The Golden Gophers reached the Frozen Four last month and some of their top upperclassmen are returning next season. Johnson will become an unrestricted free agent if he doesn’t sign with Buffalo by August 2023, but Adams did not express concern.
“If they’re in an environment where we feel they can get better, that’s what we look at,” he said. “I know his coaching staff very well, I know the league he plays in and think this will help him continue to get better if that’s ultimately the final decision he makes.”
The plan has changed on defense. Before the trade deadline, Adams told reporters that he was interested in acquiring an experienced partner for Owen Power, either during the season or this summer. Much has changed since the comment, though.
Power had success with Henri Jokiharju and proved at only 19 years old that he has a mature two-way game that will allow him to play top-four minutes without help from a veteran. Mattias Samuelsson and Rasmus Dahlin formed a dynamic partnership in which they rotated between the left and right side in the middle of a shift.
Adams’ focus has shifted to potentially adding someone who can play the left or right side, rather than someone specifically for Power or Dahlin.
“More about is there the right person that fits what we’re doing here that can be added to all parts of the culture and their on-ice play?” he said. “So, yeah, for sure, we’re going to look at that. But probably more comfortable with … that right type of fit rather than it has to be (for a specific player).”
Adams and coach Don Granato sound prepared to name a captain in the fall. And while neither would provide details on who will wear the ‘C,’ Adams’ answer to a question about the captaincy might have revealed that Kyle Okposo is the leading candidate.
“Donny and I will continue to have some conversations, but I can’t highlight enough Kyle Okposo and what he means to this group,” Adams said. “From the exit meetings to during the season, every day, the conversations I’d have with him or other people just to say what he’s done and what he means to this group. We’re excited. We feel we have a really good now group of leaders.”

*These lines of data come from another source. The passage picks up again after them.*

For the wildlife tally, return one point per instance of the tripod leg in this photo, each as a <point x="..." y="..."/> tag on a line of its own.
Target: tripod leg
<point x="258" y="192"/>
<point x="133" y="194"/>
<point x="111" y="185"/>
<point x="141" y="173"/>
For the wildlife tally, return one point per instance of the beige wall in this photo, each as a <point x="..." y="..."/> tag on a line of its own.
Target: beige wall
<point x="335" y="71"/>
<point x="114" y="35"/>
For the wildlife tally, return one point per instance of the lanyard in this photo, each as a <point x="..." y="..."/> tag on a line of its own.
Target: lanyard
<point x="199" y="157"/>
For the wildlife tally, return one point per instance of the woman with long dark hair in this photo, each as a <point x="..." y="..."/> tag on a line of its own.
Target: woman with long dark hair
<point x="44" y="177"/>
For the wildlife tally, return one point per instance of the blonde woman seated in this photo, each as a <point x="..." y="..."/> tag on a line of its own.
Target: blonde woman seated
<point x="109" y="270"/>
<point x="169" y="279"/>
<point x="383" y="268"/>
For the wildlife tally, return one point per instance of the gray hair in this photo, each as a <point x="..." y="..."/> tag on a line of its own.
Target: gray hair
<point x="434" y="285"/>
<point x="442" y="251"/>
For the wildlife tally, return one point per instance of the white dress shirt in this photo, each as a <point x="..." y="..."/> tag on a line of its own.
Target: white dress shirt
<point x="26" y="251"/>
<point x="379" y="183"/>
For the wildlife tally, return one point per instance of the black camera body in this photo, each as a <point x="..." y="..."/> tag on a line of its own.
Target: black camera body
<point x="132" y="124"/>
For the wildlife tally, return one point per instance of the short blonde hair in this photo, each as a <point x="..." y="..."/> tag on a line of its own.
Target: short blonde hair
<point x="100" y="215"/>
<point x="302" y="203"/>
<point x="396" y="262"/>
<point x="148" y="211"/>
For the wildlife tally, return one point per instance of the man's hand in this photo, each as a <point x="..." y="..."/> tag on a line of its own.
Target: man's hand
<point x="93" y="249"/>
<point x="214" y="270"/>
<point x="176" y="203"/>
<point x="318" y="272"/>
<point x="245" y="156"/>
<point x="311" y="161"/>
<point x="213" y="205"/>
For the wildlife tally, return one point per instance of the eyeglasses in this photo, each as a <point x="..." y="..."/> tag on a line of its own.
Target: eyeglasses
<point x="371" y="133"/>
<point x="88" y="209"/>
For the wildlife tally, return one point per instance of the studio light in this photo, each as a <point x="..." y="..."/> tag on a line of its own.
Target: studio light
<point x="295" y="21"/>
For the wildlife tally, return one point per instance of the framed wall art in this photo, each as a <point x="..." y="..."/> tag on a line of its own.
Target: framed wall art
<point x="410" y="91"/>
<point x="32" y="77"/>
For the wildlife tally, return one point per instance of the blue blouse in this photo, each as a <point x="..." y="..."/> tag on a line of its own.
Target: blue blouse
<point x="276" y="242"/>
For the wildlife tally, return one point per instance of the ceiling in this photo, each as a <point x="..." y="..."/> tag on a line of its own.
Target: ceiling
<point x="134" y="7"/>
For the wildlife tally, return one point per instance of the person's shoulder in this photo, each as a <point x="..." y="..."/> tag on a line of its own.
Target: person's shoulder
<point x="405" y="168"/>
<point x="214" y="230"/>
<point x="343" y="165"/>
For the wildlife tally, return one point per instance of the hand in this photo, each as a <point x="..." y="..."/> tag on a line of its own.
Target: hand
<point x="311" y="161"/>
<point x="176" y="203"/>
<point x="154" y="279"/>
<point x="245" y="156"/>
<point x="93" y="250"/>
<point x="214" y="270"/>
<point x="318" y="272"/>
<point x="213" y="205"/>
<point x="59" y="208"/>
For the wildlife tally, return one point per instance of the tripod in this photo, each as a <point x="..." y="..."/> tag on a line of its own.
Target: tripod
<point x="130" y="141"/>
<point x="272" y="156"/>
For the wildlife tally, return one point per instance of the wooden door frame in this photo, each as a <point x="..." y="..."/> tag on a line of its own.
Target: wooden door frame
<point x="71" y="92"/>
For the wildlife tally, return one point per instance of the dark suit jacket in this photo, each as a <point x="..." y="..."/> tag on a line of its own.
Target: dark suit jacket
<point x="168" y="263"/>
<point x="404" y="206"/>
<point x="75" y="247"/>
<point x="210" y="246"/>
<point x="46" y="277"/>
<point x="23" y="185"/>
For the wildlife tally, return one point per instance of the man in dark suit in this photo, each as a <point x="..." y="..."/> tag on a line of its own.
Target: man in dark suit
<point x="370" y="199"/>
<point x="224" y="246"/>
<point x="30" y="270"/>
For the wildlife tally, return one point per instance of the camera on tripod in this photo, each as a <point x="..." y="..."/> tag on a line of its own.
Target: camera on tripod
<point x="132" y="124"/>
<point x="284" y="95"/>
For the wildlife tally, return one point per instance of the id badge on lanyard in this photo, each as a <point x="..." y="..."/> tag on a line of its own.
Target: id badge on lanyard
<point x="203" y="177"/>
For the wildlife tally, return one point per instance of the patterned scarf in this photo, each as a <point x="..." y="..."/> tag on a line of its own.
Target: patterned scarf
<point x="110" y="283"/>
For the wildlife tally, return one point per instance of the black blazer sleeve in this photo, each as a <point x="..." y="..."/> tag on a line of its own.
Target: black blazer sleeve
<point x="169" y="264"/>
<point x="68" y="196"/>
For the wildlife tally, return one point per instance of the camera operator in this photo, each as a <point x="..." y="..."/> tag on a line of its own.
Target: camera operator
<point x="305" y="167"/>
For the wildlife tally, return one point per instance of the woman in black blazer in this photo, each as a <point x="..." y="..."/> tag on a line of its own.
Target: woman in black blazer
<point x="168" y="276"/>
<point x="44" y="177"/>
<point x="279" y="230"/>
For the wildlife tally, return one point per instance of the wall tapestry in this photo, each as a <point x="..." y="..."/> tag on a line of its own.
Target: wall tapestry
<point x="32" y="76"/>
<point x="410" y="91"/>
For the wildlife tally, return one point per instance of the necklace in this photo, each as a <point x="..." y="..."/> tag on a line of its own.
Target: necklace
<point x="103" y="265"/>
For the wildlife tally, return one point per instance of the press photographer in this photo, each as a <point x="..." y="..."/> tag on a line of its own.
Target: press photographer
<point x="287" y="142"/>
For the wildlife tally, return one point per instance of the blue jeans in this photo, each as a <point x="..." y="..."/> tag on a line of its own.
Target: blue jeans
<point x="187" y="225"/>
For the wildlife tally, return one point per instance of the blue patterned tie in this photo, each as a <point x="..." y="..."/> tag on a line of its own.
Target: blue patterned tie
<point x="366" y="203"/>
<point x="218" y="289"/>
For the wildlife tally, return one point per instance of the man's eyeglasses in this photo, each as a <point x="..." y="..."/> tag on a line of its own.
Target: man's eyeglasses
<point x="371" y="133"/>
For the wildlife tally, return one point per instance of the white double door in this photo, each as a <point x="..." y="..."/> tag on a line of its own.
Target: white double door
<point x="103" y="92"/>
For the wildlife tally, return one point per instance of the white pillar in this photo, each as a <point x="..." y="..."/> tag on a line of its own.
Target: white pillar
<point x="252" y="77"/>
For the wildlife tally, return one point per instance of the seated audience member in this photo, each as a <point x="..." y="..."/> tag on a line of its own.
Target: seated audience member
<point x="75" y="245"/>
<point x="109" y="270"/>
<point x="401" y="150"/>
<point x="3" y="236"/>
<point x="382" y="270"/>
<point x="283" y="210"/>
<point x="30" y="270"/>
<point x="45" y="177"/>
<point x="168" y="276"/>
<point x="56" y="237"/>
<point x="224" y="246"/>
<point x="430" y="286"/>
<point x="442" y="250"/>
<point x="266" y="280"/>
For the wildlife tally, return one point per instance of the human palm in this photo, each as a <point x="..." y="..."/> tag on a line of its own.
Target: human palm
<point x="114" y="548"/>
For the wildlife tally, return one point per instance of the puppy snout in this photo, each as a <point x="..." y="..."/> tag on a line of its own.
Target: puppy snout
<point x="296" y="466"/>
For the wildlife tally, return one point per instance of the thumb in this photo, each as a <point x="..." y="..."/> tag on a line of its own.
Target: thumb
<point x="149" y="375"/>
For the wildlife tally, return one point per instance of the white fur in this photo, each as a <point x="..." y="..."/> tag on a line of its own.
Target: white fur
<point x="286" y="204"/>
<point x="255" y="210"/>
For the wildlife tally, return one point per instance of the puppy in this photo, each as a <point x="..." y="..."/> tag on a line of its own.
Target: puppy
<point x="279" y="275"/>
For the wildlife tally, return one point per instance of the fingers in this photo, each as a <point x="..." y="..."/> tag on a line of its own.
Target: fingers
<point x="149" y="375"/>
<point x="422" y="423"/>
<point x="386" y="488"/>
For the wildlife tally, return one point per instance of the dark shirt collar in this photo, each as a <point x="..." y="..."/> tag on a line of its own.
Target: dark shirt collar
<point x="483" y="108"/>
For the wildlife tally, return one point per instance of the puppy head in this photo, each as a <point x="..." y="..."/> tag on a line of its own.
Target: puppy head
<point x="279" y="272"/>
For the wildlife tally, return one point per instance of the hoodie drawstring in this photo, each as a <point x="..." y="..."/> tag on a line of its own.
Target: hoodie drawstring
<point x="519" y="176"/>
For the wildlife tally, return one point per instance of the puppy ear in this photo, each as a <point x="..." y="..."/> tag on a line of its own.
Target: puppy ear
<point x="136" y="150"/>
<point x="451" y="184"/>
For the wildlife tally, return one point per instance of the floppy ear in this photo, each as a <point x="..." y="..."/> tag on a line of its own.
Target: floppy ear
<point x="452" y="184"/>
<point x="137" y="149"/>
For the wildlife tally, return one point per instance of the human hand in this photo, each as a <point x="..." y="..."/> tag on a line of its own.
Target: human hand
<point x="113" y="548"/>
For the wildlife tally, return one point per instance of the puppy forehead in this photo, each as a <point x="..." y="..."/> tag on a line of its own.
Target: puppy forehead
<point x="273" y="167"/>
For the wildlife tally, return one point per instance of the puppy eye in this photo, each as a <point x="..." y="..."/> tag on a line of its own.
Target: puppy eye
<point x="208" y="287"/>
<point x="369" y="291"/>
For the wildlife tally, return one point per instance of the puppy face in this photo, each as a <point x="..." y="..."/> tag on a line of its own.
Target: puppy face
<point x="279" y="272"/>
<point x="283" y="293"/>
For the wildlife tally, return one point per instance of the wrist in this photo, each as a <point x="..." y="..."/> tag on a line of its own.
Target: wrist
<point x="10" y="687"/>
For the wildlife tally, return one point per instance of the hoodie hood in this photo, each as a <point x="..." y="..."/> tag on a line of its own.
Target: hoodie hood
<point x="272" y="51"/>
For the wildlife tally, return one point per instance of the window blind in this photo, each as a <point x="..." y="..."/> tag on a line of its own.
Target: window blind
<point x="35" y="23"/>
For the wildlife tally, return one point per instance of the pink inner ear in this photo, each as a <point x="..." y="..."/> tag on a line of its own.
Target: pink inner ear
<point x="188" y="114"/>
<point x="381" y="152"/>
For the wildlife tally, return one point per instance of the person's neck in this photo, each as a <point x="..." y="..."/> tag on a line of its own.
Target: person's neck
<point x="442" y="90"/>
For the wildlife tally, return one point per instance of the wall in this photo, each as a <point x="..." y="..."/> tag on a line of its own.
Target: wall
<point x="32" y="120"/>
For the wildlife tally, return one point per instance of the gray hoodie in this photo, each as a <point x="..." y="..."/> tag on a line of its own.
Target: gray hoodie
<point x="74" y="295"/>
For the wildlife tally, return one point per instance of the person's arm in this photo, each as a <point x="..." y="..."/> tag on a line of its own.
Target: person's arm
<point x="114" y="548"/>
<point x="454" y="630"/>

The Sabers will try to make responsible additions to the roster, but Adams said that he expects to use all three of his first-round draft choices, one of which is contingent upon the Golden Knights not earning a top-10 selection through the lottery.
Adams spoke about the importance of a strong prospect pipeline. The Sabers might have two prospects graduating to the NHL next season – Jack Quinn and JJ Peterka – and it’s time to wonder if two others might not sign: Johnson and Portillo.

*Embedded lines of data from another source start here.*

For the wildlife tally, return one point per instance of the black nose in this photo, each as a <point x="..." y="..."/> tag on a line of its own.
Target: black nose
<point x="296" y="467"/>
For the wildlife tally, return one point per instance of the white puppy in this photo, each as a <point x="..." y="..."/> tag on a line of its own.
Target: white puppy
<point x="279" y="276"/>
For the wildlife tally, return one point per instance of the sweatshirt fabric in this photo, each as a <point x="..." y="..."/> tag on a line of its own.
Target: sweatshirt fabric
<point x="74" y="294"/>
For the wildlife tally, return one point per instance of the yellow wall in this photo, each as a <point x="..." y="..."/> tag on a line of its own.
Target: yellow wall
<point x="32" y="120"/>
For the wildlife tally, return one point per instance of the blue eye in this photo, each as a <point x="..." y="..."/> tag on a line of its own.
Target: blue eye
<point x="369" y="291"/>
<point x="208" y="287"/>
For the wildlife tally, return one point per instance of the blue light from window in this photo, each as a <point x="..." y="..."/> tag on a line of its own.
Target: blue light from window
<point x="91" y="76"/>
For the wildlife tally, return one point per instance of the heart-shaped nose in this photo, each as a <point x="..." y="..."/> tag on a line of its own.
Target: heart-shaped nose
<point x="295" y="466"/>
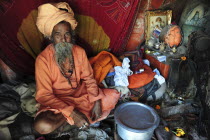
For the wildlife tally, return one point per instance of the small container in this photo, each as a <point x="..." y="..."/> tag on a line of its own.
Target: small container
<point x="136" y="121"/>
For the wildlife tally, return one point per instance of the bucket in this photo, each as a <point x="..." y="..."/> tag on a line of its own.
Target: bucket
<point x="136" y="121"/>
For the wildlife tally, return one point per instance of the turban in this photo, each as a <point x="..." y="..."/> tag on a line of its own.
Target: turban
<point x="49" y="15"/>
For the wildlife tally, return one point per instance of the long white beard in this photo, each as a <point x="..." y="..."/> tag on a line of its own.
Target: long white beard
<point x="63" y="51"/>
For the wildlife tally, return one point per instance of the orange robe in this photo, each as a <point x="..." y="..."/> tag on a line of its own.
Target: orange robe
<point x="56" y="94"/>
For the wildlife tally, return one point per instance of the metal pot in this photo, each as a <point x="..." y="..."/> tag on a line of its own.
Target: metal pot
<point x="135" y="121"/>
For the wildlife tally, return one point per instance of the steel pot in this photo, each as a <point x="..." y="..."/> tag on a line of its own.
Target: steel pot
<point x="136" y="121"/>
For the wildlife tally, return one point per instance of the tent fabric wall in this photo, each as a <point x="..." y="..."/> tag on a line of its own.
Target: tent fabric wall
<point x="116" y="18"/>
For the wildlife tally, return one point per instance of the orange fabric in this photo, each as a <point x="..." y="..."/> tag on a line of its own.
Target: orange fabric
<point x="141" y="79"/>
<point x="173" y="37"/>
<point x="55" y="93"/>
<point x="49" y="15"/>
<point x="163" y="68"/>
<point x="102" y="63"/>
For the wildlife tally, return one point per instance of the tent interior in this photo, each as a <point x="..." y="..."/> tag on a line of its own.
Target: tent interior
<point x="166" y="42"/>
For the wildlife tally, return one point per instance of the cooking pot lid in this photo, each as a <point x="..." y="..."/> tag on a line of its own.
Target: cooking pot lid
<point x="136" y="117"/>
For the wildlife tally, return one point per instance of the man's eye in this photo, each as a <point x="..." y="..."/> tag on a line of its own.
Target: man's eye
<point x="68" y="34"/>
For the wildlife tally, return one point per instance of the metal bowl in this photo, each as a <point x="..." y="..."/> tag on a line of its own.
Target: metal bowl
<point x="135" y="121"/>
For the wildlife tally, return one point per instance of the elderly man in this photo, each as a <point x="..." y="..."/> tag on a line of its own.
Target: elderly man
<point x="66" y="88"/>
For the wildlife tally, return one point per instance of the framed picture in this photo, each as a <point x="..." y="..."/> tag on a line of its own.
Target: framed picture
<point x="156" y="20"/>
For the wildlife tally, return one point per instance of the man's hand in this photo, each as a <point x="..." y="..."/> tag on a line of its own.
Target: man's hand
<point x="96" y="111"/>
<point x="80" y="119"/>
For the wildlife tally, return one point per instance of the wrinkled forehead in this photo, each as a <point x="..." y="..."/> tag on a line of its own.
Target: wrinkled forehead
<point x="62" y="26"/>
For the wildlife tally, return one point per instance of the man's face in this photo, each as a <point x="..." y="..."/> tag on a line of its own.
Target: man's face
<point x="61" y="33"/>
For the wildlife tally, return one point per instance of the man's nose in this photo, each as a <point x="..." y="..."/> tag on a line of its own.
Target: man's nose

“We want to make sure we’re setting this organization up for sustainable long-term success,” Adams said. “And certain decisions you can make in the short term that maybe would push you a little bit further along, it may come back to haunt you a little bit later.”
The most prominent, and public, crisis of Adams’ calendar year was the disagreement with Eichel and the former captain’s desire to leave Buffalo. The trade brought Alex Tuch, Peyton Krebs and a pair of draft choices to the Sabers. Early returns have helped change the outlook for the franchise.
“Man, it’s exciting as I think back on it,” Adams said. “And it’s why maybe people did say you took a long time, we were patient, but it’s because in my opinion, we just couldn’t compromise on what we needed to do for this franchise.”